High ph buffer

Most cases were studied by automated IHC using Leica Bond Max automation with Leica refine detection kit. The primary antibodies used were NY-ESO-1 (1:100 dilution; Invitrogen/Life Technologies, Grand Island, NY) and MAGE-A (1:100 dilution; Santa-Cruz Biotech, Dallas, TX). Heat-induced epitope retrieval was used for 25 minutes (Leica high-pH buffer), followed by incubation of primary antibody at room temperature (30 min). This was followed by Leica polymer (15 min), postpolymer (15 min), peroxide block, diaminobenzidine (10 min), and hematoxylin counterstain. A small number of cases were studied using Ventana Benchmark Ultra automation with the same primary antibodies and reagents associated with that automation, including high pH epitope retrieval buffer.
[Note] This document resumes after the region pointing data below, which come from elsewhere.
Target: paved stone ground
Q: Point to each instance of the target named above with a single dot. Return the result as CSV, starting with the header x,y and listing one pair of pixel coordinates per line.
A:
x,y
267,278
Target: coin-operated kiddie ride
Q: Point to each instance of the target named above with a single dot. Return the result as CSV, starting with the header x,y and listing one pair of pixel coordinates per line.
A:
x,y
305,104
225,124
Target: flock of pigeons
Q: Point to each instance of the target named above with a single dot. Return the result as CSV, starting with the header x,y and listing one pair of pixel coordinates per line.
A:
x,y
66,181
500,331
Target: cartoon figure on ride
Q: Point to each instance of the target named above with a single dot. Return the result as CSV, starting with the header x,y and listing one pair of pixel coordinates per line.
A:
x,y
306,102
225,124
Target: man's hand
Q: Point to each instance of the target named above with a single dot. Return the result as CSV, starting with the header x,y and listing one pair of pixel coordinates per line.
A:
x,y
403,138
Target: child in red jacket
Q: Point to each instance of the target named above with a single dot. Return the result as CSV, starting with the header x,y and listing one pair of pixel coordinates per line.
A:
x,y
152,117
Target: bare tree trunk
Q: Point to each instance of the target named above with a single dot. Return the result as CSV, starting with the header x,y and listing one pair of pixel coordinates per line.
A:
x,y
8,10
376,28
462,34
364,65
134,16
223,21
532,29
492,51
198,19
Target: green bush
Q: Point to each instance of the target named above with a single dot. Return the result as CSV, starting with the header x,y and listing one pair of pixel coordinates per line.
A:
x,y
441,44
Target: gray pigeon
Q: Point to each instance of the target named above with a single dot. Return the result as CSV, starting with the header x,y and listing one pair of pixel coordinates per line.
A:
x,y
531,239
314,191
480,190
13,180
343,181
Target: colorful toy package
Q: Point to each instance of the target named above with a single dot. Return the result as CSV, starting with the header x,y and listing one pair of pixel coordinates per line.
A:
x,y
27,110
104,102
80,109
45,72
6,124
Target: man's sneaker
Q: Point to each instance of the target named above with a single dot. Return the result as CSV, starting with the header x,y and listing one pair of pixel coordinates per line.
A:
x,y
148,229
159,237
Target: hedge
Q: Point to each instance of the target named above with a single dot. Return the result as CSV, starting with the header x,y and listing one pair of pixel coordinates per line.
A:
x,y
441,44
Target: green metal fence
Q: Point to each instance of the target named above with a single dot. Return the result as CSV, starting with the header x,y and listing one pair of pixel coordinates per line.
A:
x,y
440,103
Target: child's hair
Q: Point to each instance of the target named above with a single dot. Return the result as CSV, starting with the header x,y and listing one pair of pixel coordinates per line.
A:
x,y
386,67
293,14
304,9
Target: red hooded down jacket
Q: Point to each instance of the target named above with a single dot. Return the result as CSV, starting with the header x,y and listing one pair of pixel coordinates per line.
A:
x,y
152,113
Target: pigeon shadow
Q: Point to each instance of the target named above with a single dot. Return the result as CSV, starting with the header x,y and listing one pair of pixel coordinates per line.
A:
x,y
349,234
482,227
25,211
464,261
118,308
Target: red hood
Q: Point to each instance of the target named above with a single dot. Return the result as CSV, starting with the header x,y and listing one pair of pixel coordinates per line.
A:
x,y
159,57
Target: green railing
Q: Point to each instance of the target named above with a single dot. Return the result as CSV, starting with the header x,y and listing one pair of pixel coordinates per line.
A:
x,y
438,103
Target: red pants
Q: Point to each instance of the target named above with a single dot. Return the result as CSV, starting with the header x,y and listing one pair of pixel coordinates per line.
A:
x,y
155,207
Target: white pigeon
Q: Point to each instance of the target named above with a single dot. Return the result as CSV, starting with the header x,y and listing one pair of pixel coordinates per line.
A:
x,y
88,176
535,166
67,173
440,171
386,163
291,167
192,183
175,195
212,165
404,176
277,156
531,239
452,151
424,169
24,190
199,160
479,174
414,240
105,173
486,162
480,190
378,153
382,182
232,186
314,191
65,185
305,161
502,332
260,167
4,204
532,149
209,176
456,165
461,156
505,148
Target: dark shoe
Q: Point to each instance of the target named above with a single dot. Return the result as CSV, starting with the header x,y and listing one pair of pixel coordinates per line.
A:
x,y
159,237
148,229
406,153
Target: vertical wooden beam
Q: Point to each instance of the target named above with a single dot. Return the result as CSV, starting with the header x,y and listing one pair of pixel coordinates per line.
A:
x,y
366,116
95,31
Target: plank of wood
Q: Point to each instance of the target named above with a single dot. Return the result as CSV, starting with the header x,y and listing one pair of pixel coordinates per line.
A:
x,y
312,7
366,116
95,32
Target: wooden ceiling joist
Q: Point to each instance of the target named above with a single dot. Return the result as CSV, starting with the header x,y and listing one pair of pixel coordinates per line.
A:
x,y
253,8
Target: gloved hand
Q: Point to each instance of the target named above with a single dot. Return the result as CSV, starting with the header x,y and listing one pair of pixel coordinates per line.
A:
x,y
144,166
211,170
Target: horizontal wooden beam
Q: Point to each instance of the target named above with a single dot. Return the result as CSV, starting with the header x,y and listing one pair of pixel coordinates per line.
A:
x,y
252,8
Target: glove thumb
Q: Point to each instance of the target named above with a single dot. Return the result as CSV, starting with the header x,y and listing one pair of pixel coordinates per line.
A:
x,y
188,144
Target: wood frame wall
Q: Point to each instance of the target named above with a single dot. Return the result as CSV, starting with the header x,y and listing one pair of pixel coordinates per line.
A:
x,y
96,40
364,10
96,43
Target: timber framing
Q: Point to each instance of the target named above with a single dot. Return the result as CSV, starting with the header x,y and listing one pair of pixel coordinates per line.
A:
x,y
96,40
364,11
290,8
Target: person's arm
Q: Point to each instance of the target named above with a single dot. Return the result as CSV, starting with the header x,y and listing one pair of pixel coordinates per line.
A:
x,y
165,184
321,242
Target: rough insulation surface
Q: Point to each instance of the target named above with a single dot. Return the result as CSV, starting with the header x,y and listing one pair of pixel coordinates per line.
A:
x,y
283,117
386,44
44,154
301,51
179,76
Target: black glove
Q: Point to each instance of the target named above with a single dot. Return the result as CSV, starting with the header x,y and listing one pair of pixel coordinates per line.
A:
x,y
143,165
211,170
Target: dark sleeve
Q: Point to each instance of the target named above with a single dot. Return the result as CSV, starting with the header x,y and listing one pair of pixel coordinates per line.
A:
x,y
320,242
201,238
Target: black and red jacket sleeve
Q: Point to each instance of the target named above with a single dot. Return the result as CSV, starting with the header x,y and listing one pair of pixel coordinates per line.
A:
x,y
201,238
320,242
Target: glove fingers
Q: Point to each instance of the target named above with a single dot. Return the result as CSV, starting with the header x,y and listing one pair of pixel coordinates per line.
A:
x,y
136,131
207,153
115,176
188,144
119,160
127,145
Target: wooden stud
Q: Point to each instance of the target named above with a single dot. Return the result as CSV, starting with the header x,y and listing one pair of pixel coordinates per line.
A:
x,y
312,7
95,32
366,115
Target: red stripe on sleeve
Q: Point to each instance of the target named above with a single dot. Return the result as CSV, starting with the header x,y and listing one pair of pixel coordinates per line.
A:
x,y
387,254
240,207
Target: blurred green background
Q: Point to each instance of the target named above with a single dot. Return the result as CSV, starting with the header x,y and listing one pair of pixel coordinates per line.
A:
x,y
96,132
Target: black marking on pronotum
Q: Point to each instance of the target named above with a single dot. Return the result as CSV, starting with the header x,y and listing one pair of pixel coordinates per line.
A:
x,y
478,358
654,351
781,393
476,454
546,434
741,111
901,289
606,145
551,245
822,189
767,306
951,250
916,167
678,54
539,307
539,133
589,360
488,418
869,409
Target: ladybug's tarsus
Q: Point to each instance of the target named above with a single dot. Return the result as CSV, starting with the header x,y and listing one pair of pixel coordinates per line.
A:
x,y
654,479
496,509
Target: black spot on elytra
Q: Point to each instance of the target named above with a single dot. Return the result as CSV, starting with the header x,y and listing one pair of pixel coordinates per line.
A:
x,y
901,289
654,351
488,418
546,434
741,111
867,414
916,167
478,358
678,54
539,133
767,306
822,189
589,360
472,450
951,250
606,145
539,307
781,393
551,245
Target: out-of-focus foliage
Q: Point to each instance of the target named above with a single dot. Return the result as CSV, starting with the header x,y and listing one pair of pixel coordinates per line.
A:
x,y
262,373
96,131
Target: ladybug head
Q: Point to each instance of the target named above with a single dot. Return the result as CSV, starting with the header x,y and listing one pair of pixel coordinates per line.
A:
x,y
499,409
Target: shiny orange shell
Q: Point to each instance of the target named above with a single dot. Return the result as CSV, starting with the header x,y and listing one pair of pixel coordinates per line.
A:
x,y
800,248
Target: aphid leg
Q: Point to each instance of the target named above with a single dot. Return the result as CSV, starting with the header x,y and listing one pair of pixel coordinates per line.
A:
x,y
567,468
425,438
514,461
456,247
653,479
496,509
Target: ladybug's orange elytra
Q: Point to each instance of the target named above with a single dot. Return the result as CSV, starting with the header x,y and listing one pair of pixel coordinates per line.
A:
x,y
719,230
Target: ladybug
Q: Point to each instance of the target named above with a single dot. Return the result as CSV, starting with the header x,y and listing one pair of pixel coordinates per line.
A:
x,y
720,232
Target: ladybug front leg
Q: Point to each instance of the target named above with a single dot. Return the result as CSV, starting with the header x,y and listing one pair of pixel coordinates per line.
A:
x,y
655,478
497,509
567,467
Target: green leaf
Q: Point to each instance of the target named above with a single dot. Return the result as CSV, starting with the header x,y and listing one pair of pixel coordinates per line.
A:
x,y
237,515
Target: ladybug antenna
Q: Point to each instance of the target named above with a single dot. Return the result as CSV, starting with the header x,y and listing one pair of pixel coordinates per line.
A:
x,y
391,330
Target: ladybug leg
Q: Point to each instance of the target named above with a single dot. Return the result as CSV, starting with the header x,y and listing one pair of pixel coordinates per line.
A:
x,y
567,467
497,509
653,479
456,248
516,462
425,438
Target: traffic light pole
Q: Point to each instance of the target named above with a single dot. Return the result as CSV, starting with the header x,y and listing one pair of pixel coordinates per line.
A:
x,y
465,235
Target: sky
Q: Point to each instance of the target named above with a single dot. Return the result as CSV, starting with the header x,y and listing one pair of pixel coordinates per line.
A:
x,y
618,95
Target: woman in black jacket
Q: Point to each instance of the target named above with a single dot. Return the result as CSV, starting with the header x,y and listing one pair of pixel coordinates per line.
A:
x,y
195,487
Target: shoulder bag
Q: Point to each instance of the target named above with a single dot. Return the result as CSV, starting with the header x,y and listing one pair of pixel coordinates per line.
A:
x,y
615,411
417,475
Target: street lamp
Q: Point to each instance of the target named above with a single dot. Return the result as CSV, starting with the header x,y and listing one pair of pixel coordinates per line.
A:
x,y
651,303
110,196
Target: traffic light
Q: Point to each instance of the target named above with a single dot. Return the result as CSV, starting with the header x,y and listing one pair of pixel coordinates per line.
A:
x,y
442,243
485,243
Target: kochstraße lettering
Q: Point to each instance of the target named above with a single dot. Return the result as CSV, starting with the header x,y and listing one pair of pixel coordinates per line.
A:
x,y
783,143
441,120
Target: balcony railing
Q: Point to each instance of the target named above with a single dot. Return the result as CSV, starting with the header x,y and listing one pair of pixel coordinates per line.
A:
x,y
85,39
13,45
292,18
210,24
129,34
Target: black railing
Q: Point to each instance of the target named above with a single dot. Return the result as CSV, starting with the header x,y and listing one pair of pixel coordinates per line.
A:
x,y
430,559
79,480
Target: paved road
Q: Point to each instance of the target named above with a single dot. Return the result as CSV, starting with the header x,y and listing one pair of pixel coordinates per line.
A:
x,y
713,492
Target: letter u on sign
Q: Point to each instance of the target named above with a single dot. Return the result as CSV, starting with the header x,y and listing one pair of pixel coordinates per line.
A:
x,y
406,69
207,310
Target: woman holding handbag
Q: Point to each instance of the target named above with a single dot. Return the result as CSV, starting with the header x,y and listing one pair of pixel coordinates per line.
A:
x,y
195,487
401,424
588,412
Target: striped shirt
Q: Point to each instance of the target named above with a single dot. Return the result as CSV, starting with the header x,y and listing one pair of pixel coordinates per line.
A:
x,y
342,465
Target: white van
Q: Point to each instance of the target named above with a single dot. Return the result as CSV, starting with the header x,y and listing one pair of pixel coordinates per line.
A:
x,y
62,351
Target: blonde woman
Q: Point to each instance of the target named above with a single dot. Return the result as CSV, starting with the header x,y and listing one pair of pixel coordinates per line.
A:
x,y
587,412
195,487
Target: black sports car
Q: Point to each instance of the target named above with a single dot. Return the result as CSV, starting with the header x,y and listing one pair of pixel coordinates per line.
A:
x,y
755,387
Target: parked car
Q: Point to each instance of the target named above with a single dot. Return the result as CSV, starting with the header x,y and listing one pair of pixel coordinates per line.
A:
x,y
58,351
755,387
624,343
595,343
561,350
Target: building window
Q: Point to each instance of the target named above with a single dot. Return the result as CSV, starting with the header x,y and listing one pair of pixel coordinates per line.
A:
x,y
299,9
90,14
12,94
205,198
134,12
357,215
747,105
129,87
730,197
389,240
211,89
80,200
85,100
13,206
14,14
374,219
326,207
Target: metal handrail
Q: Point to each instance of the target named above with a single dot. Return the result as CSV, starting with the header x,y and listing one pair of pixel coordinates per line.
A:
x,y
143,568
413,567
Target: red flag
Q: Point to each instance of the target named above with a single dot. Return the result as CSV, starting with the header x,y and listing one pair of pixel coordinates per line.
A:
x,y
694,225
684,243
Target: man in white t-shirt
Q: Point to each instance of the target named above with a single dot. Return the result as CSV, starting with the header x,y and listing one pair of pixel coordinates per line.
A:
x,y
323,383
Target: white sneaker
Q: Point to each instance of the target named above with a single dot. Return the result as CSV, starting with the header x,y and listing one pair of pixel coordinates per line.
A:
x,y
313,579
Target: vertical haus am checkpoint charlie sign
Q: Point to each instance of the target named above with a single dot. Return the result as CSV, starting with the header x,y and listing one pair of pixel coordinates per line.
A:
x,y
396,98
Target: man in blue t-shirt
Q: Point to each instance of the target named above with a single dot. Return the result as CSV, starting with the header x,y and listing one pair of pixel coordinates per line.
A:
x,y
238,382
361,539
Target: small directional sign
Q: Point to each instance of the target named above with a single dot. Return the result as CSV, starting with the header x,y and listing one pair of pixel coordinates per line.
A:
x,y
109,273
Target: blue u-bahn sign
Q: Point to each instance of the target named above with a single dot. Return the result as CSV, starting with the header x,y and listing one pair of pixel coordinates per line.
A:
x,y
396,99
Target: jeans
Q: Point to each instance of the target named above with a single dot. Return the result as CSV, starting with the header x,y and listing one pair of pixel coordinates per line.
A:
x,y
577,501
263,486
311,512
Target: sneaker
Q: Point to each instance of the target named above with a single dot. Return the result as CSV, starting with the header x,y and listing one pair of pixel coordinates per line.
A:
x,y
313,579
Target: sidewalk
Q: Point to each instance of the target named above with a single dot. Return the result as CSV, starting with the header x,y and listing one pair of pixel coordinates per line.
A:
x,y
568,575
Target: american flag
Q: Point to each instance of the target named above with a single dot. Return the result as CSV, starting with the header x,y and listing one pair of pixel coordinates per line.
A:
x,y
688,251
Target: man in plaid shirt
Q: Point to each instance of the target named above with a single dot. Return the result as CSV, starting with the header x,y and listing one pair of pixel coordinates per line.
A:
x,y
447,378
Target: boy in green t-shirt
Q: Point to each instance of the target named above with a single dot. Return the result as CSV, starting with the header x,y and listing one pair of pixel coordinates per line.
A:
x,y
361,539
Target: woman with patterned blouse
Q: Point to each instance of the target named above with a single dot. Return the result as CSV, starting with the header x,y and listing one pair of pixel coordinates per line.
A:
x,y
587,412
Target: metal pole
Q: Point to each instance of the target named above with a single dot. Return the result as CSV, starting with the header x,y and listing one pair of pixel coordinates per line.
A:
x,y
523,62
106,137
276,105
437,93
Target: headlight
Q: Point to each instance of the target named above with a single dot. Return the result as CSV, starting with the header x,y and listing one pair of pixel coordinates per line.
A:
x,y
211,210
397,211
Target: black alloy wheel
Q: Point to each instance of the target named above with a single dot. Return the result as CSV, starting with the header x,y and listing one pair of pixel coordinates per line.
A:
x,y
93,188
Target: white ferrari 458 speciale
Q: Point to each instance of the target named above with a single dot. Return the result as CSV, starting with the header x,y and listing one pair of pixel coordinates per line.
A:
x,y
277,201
NY-ESO-1 and MAGE staining intensity was assessed by at least 2 pathologists and was scored as positive or negative depending on the clear presence of tumor cell staining that was cytoplasmic for NY-ESO and cytoplasmic and/or nuclear for MAGE-A. Intensity of staining was also assessed and both weak and strong intense staining was considered positive. The percentage of staining neoplastic cells was estimated for each case and sections showing ≥ 50% of the tumor cells staining positive with any intensity were categorized as positive for our study.